Martin (Kostelny) haust mit seiner schwangeren Ehefrau in einem ausgebauten Kellerloch. Sein Liebesleben wird durch die mit ihnen Wand an Wand schlafenden Schwiegereltern sanktioniert. Aktivitäten außerhalb der eigenen vier Wände entgehen niemandem, vor allem nicht den Polizisten im Streifenwagen, die schon mal beiläufig einen langhaarigen jungen Mann an der Bushaltestelle einkassieren und mit Kurzhaarschnitt wieder ausspucken. Individuelle Freiheit ist in diesen Zeiten kein schützenswertes Gut. Doch mit einem Saxofon aus zweiter Hand setzt Martin persönliche Akzente im sozialistischen Einheitsgrau. Zu Hause darf er vor der Geburt seines Kindes nicht üben (danach erweist sich seine Musik und die seiner Bandkollegen als probates Einschlafmittel). Er weicht an seine Arbeitsstelle im volkseigenen Wasserwerk aus und spielt, wann immer er es einrichten kann, in der Turbinenhalle – unter den wachsamen Augen und Ohren zweier spionierender Kollegen, die antistaatliche Bestrebungen befürchten. Nebenbei verliebt sich der Romantiker in eine nonkonformistische Femme fatale und verliert im Privatleben den Überblick. Durch seine Bekanntschaft mit einem halbseidenen Musiker, der sich als skrupelloses Organisationstalent im Kontakt mit den staatlichen Stellen erweist, rückt zugleich sein Traum von kreativer Freiheit in der Musikszene in greifbare Nähe.

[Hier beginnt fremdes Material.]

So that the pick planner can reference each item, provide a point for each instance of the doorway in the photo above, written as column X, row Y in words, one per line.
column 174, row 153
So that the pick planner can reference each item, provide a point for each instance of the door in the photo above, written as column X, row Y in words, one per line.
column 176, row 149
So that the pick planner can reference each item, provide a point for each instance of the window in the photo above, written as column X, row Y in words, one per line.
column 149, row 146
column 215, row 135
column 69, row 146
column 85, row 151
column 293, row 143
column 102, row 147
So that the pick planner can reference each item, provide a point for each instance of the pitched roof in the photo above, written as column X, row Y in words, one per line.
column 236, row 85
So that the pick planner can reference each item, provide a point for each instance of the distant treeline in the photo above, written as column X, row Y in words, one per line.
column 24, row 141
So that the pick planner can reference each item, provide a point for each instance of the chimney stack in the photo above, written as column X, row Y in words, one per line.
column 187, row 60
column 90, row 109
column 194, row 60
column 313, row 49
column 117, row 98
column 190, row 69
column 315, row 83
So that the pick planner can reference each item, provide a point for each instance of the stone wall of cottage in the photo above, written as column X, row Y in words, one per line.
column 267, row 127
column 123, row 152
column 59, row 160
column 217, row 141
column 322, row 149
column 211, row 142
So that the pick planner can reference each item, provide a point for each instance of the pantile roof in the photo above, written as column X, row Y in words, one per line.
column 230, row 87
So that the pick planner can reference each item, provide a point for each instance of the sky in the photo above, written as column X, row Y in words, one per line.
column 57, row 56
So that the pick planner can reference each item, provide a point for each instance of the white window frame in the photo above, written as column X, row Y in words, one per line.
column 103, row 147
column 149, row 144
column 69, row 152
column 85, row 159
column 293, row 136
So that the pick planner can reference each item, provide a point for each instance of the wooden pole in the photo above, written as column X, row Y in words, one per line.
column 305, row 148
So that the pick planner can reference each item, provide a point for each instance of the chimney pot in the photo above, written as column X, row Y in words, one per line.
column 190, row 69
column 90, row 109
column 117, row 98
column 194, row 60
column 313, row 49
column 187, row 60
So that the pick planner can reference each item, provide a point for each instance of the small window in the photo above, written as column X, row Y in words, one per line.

In der Slowakei avancierte die mit neun nationalen Filmpreisen ausgezeichnete Produktion innerhalb weniger Wochen zu einem Hit. Die parodistische Darstellung der Restriktionen gegen die Musikgruppe, die sich jeden Schritt mit einem staatlichen Freifahrtschein absichern lassen muss, weckt Erinnerungen an die Zeit der Repressionen in der Tschechoslowakei vor dem Umbruch 1989. Die Musik spielt im Film daher eine wesentliche Rolle, wie schon der Titel deutlich macht. In der Synchronisation hat man die Songtexte der Band dankenswerterweise untertitelt, so dass auch die Zuschauer hierzulande in den Genuss der subtilen humorvollen Anspielungen kommen. Für das stereotype Feiern, Zechen und querbeet Vögeln der Protagonisten kann sich vielleicht erwärmen, wer mit den nationalen Gepflogenheiten dieser Zeit vertraut ist.